La Caverna
الكهف Al-KahfVersículo (Español)
[18:81] Quiso su Señor concederles en su lugar otro hijo más puro y bondadoso.
Tafsir de Al-Qurtubi
{فَأَرَدۡنَآ أَن يُبۡدِلَهُمَا رَبُّهُمَا خَيۡرٗا مِّنۡهُ زَكَوٰةٗ وَأَقۡرَبَ رُحۡمٗا} (81)
Palabra del Altísimo:
«Entonces quisimos que su Señor les sustituyera a ambos [al hijo] por otro mejor que él en pureza y más cercano en misericordia».
La mayoría recitó con la bā’ en fatḥa y con la dāl geminada; y ‘Āṣim recitó con la bā’ en sukūn y con la dāl sin geminación; es decir: que Dios les concediera un hijo.
Se dice: baddala y abdala, como mahala y amhala, y nazala y anzala.
Palabra del Altísimo:
«mejor que él en pureza»;
esto es: en religión y rectitud.
«y más cercano en misericordia».
Ibn ‘Abbās recitó «ruḥuman» con ḍamma, y dijo el poeta:
¿Y cómo [se justifica] la injusticia contra una joven esclava *** siendo de ella la suavidad y la ruḥum?
Los demás la recitaron con sukūn; y de ello es el dicho de Ru’ba b. al-‘Aǧǧāǧ:
¡Oh, Quien hace descender la ruḥm sobre Idrīs *** y hace descender la maldición sobre Iblīs!
Y se transmitió discrepancia respecto de Abū ‘Amr.

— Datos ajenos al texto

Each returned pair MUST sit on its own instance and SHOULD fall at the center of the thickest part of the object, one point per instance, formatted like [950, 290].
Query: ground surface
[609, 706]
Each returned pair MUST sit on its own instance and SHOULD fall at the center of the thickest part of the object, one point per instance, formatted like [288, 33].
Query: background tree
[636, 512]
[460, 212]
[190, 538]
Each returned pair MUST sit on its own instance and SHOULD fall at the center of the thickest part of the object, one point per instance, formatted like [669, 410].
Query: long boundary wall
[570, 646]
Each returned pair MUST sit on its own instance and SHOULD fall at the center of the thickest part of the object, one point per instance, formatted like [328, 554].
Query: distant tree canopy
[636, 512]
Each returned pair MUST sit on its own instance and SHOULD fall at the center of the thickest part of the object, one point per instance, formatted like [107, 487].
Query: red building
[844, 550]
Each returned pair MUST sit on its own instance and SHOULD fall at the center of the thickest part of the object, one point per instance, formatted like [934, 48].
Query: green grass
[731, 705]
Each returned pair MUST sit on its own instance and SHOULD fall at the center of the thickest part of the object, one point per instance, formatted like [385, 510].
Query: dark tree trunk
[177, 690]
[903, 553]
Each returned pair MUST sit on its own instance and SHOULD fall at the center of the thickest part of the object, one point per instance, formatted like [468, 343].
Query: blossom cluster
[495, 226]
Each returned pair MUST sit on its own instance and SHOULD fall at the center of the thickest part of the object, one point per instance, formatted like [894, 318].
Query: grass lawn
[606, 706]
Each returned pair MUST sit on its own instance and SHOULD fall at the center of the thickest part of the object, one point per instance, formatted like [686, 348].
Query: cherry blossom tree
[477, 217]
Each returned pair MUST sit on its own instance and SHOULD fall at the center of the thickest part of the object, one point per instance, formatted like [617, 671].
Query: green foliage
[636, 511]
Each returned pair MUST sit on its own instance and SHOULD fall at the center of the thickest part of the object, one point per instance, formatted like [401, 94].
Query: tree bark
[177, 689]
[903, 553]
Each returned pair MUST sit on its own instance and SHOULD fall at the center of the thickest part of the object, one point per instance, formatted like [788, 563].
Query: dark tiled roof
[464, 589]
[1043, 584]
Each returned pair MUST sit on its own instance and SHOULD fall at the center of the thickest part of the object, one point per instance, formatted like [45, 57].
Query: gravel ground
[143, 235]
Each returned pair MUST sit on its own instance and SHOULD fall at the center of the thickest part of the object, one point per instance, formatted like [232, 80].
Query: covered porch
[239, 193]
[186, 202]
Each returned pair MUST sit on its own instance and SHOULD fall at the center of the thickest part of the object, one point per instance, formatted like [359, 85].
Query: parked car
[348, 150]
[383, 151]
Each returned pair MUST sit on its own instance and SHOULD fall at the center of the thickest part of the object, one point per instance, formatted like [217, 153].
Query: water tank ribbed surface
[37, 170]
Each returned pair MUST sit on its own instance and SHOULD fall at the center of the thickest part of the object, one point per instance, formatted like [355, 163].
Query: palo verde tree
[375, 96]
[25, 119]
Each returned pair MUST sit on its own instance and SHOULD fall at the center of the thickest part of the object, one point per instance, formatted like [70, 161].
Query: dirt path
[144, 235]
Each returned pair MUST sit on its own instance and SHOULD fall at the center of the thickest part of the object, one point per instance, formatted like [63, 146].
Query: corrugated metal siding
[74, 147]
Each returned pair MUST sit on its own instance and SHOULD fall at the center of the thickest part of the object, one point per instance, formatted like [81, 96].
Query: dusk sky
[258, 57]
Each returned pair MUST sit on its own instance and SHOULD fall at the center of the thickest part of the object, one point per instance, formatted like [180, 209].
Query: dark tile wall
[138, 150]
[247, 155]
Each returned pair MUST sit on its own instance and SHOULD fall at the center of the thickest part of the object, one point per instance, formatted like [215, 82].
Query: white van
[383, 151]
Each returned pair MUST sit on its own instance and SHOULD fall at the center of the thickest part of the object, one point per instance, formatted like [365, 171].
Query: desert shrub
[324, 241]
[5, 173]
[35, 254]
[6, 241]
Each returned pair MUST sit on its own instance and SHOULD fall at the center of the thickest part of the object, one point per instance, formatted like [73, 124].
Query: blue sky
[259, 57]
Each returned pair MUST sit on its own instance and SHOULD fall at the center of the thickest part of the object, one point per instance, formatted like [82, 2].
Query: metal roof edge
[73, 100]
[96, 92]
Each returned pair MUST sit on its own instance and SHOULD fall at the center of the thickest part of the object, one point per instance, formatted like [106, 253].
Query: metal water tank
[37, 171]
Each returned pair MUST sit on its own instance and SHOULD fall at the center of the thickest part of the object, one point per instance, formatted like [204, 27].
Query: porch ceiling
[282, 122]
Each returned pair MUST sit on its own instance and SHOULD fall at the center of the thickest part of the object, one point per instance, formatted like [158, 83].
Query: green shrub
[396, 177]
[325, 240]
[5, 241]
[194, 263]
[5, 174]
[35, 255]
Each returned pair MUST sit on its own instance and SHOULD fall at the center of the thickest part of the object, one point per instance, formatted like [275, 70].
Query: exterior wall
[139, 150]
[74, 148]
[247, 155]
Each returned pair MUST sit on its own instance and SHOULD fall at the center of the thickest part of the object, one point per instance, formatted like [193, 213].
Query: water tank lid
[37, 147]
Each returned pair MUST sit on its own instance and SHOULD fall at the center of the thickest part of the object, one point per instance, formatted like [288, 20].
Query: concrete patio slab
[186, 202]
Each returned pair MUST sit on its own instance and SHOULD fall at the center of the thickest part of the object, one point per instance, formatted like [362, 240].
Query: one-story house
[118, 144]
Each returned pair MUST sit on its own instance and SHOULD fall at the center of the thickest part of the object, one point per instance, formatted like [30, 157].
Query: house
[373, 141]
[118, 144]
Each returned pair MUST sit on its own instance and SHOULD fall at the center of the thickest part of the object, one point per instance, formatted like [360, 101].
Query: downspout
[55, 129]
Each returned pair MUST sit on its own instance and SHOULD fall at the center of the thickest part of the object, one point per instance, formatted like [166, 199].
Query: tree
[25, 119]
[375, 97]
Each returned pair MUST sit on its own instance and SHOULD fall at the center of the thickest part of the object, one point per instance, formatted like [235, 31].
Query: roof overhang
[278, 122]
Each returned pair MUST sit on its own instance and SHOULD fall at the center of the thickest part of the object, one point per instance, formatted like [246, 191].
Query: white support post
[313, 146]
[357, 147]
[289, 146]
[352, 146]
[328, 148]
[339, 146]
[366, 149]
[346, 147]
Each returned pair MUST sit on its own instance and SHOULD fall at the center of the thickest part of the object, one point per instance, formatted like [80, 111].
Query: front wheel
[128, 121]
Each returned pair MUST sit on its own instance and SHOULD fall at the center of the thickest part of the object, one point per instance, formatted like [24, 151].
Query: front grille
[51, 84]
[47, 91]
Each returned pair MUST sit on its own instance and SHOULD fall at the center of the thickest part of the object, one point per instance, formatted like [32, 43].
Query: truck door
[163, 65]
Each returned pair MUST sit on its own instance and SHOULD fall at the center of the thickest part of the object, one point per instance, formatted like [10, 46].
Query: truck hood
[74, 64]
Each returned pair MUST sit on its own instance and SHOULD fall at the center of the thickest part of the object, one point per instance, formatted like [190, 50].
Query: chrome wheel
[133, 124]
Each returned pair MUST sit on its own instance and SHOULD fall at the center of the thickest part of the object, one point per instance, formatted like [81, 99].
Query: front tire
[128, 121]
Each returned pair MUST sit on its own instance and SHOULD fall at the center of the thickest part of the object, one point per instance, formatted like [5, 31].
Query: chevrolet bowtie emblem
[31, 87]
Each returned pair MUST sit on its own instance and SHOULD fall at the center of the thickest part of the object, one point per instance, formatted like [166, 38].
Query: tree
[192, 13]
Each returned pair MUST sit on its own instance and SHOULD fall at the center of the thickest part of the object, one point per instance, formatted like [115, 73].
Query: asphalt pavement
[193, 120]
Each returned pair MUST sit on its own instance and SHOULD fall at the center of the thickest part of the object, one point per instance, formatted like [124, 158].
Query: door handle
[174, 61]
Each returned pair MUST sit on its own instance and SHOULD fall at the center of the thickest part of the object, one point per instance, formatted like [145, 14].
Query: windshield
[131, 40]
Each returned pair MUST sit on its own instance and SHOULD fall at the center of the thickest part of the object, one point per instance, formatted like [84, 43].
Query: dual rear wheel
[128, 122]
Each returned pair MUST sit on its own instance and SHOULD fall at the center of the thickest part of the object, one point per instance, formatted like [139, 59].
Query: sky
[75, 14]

Y «ruḥman» está coordinado con «zakāh», es decir: misericordia. Se dice: raḥimahu raḥmatan wa ruḥman; y su alif es de feminidad; y su masculino es ruḥm.

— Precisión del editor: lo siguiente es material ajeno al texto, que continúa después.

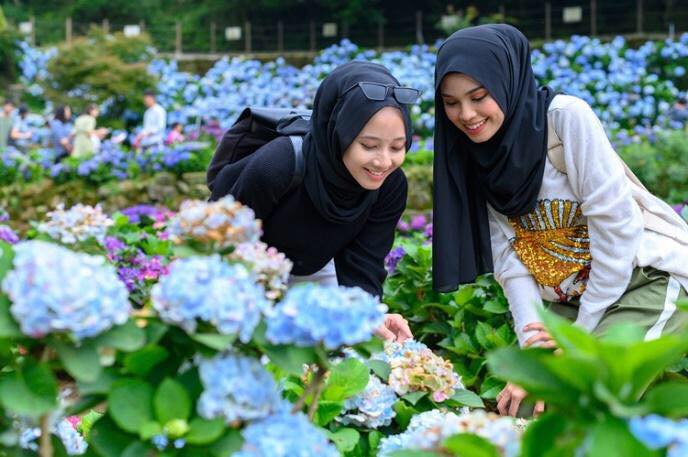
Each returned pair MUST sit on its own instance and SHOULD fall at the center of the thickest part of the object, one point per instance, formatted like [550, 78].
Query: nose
[466, 113]
[383, 160]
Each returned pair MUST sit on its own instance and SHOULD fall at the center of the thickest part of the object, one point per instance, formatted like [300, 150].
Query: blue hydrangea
[657, 432]
[237, 388]
[53, 289]
[285, 435]
[372, 408]
[334, 316]
[210, 290]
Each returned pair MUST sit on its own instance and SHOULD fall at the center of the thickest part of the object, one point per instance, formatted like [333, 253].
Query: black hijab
[505, 171]
[337, 120]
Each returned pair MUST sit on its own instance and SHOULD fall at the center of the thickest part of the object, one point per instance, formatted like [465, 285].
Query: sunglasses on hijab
[379, 91]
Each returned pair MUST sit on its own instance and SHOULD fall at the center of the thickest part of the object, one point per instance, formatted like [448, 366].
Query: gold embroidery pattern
[552, 241]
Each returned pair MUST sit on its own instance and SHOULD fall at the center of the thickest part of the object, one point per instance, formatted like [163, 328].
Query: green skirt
[649, 301]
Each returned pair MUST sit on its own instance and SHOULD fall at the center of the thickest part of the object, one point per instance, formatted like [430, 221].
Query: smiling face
[470, 107]
[378, 150]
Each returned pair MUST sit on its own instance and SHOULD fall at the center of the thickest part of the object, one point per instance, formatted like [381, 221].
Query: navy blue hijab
[339, 115]
[505, 171]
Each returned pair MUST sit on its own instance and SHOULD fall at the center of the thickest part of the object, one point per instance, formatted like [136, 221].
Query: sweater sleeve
[362, 262]
[260, 179]
[519, 286]
[615, 223]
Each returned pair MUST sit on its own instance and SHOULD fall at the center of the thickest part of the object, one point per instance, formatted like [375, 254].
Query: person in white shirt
[528, 186]
[154, 123]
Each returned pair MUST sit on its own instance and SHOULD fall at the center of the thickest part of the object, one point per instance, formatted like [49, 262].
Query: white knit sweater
[586, 234]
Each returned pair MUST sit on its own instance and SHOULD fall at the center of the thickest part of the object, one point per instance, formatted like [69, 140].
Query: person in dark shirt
[338, 225]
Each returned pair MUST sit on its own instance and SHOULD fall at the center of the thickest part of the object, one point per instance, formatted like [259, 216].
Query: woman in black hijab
[528, 186]
[338, 225]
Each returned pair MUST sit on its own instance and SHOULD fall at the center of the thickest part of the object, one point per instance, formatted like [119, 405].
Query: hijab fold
[338, 117]
[506, 171]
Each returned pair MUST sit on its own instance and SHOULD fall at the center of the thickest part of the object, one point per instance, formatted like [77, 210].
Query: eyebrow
[375, 138]
[467, 93]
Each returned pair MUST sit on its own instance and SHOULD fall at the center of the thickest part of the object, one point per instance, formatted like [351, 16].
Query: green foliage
[593, 386]
[661, 165]
[106, 67]
[466, 323]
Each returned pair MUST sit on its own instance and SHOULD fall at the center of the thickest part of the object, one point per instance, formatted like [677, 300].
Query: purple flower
[8, 235]
[418, 222]
[393, 259]
[428, 231]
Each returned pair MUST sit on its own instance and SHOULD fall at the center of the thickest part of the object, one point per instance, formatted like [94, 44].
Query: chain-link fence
[544, 20]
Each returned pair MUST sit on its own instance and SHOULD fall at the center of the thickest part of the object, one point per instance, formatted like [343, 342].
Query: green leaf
[469, 445]
[6, 258]
[107, 439]
[414, 397]
[345, 439]
[327, 410]
[203, 431]
[611, 438]
[291, 358]
[171, 401]
[347, 378]
[230, 443]
[145, 359]
[82, 362]
[149, 430]
[467, 398]
[528, 368]
[668, 399]
[130, 404]
[214, 340]
[540, 438]
[8, 326]
[138, 449]
[99, 386]
[380, 368]
[31, 391]
[127, 337]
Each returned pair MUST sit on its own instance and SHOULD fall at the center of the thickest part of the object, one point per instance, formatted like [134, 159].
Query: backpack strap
[299, 162]
[555, 148]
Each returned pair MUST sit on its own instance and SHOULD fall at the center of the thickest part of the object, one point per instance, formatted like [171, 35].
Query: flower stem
[45, 445]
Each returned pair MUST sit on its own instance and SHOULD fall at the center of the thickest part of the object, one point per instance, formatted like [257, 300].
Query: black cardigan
[292, 224]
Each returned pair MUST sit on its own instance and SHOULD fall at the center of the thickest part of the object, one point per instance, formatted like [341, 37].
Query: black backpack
[256, 127]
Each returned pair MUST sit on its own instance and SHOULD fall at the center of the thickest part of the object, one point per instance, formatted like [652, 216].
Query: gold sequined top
[552, 241]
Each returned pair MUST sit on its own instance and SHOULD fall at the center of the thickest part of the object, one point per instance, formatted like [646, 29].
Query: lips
[375, 175]
[474, 129]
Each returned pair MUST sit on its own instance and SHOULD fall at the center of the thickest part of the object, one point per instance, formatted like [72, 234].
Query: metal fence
[545, 20]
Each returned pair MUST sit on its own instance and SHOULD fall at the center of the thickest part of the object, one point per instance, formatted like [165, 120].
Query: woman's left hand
[394, 328]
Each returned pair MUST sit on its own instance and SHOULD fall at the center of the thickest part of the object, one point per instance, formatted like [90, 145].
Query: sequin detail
[552, 241]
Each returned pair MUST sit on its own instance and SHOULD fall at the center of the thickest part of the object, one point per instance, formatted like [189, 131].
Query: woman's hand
[394, 328]
[510, 398]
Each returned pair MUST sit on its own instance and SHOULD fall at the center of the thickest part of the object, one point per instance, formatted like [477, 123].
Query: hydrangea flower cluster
[158, 214]
[428, 430]
[210, 290]
[137, 270]
[414, 367]
[311, 314]
[372, 408]
[657, 432]
[79, 223]
[8, 235]
[393, 258]
[53, 289]
[285, 435]
[223, 223]
[270, 266]
[237, 388]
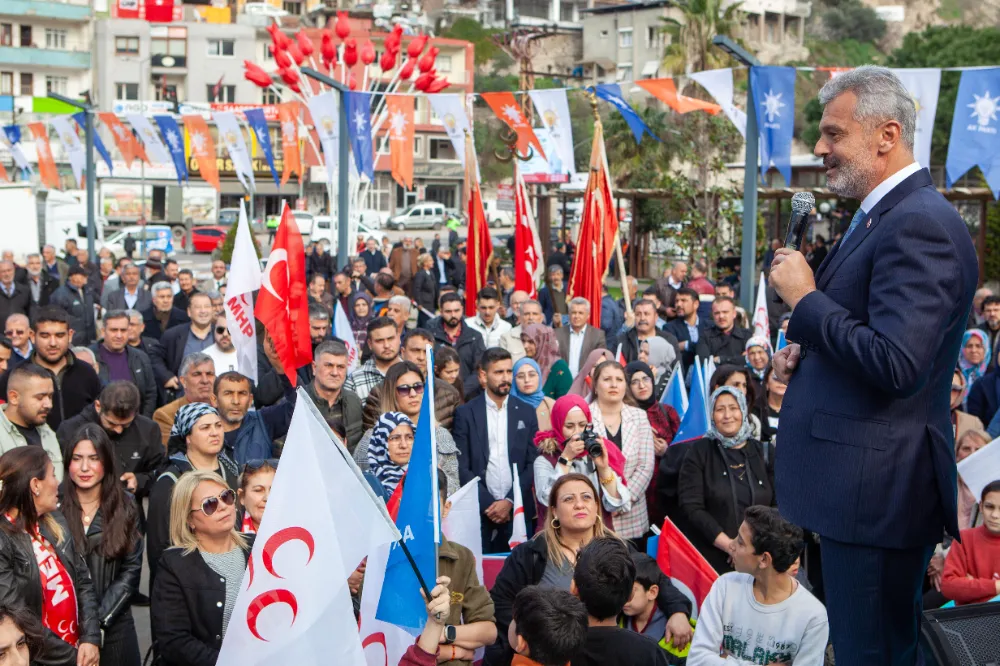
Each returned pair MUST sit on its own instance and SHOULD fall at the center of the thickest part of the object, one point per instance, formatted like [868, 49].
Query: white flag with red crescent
[322, 519]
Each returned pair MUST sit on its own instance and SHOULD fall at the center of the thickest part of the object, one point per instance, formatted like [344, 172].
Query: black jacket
[728, 347]
[76, 387]
[115, 581]
[525, 566]
[139, 448]
[706, 491]
[20, 585]
[470, 348]
[177, 317]
[186, 608]
[141, 367]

Y se dijo: que ar-ruḥm aquí tiene el sentido de ar-raḥim (el parentesco uterino). Ibn ‘Abbās la recitó: «y más recto en parentesco», es decir: en parentesco; y también recitó: «más puro que él». Y de Ibn Ǧubayr e Ibn Ǧurayǧ: que se les sustituyó por una niña. Dijo al-Kalbī: entonces se casó con ella un profeta de entre los profetas, y ella le dio un profeta; y Dios —Altísimo— guio, por su mano, a una comunidad de entre las comunidades.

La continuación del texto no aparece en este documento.